Laser-induced operations with charge qubits in a double-well nanostructure

TL;DR

This paper investigates laser-driven charge qubit operations in a double quantum dot system, identifying optimal laser tuning strategies and providing analytical and numerical results for quantum gate implementation.

Contribution

It introduces a theoretical approach to optimize laser-induced charge qubit operations in double quantum dots, including pulse parameter determination for quantum gates.

Findings

Optimal laser frequency tuning between excited states enhances operation fidelity.

Analytical results agree with numerical simulations.
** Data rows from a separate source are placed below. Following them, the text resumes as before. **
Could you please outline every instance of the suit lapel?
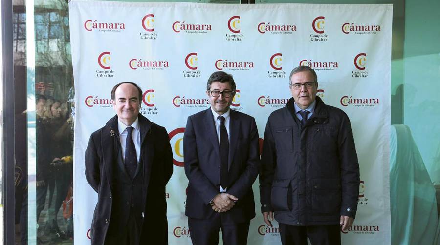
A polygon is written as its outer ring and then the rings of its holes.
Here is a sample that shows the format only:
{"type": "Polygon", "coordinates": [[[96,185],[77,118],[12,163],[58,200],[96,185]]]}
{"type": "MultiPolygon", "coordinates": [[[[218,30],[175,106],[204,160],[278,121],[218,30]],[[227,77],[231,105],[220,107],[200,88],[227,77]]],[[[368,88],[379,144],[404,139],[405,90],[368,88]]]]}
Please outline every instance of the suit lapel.
{"type": "Polygon", "coordinates": [[[231,164],[234,159],[234,155],[237,148],[238,135],[240,128],[240,121],[235,111],[230,109],[229,114],[229,156],[228,161],[228,170],[231,168],[231,164]]]}
{"type": "MultiPolygon", "coordinates": [[[[208,134],[208,139],[212,144],[214,151],[217,153],[218,157],[220,157],[220,145],[219,144],[219,138],[217,137],[217,130],[216,129],[215,122],[214,120],[214,116],[211,111],[211,107],[205,111],[205,120],[206,122],[204,123],[206,127],[205,131],[208,134]]],[[[220,161],[220,160],[219,160],[220,161]]]]}
{"type": "Polygon", "coordinates": [[[106,174],[110,183],[110,190],[111,191],[113,176],[113,163],[117,161],[116,157],[120,145],[117,139],[119,133],[118,132],[117,116],[110,119],[106,124],[106,127],[102,130],[101,136],[101,143],[102,147],[103,156],[104,159],[104,167],[106,174]]]}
Pulse parameters for quantum NOT operation are specified.

Abstract

We present the results of theoretical studies on operations with charge qubits in the system composed of two tunnel-coupled semiconductor quantum dots whose two lowest states (localized in different dots) define the logical qubit states while two excited states (delocalized between the dots) serve for the electron transfer from one dot to another under the influence of the laser pulse. It is shown that in the case of small energy separation between the excited levels, the optimal (from the viewpoint of minimal single-qubit operation time and maximum operation fidelity) strategy is to tune the laser frequency between the excited levels. The pulse parameters for implementation of the quantum NOT operation are determined. Analytical results obtained in the rotating-wave approximation are confirmed by rigorous numerical calculations.